We discussed a paper in journal club today (Tan et al. 2017), where three outliers were removed from a plot with just seven data points. The authors were happy to report a correlation coefficient (*r*) of 0.99. Here is their Fig. 2b (doesn’t matter what’s on the axes), where ‘outliers’ were labelled with open symbols.

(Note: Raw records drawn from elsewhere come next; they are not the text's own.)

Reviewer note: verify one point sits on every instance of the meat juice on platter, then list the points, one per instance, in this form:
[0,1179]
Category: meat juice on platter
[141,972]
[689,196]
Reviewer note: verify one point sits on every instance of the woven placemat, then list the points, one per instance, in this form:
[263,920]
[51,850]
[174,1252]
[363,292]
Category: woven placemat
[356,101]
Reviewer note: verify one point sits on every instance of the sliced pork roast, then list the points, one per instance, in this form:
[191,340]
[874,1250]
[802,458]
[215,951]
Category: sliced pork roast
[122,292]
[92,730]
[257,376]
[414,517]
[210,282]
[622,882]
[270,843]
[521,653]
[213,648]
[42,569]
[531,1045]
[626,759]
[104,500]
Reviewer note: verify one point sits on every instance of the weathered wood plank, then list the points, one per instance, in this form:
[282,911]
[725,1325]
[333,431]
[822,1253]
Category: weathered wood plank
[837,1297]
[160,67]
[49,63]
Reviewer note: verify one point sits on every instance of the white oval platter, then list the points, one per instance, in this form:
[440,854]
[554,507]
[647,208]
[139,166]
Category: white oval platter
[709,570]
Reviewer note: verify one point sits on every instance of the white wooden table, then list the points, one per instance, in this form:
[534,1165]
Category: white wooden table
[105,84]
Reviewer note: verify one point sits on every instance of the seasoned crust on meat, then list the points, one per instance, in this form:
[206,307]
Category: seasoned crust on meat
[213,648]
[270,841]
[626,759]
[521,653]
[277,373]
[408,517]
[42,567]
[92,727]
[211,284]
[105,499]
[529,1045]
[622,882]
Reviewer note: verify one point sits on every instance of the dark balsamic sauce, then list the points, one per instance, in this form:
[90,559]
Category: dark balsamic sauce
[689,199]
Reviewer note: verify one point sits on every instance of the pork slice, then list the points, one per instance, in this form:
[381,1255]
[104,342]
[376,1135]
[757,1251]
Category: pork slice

What value of *r* do we expect between two normally distributed variables (where n=7), when we remove three points so that *r* is maximal?

```
# Take 7 normally distributed points, try all combinations where we choose 4
# points, and select the one with the highest correlation.
cherrypick <- function(plotit=FALSE){
x <- rnorm(7, mean = 28, sd = 1)
y <- rnorm(7, mean = 26, sd = 1)
m <- combn(7, 4)
cr <- apply(m, 2, function(i)cor(x[i],y[i]))
if(plotit){
ii <- m[,which.max(abs(cr))]
plot(x,y)
points(x[ii], y[ii], pch=19)
abline(lm(y[ii] ~ x[ii]), lty=5)
} else {
return(max(abs(cr)))
}
}
```

A few examples with the above function, where the regression line uses the four solid points (and the remaining 3 are ‘outliers’).

```
set.seed(1234)
par(mfrow=c(3,3), mar=c(2.2,2.2,0.2,0.2),
cex.axis=0.8,
cex.lab=0.8, mgp=c(1.2,0.4,0), tcl=0.2)
for(i in 1:9)cherrypick(plotit=TRUE)
```

Now we simulate ten thousand times and get the distribution of the cherry-picked *r* (absolute values).

```
picks <- replicate(10^4, cherrypick())
hist(picks, breaks=100, col="darkgrey", border="darkgrey",
xlab="Correlation coefficient n=4", main="")
```

Clearly high values of *r* are very likely. In this simulation, 87% of simulated *r* values were above 0.9, and 66.5% above 0.95.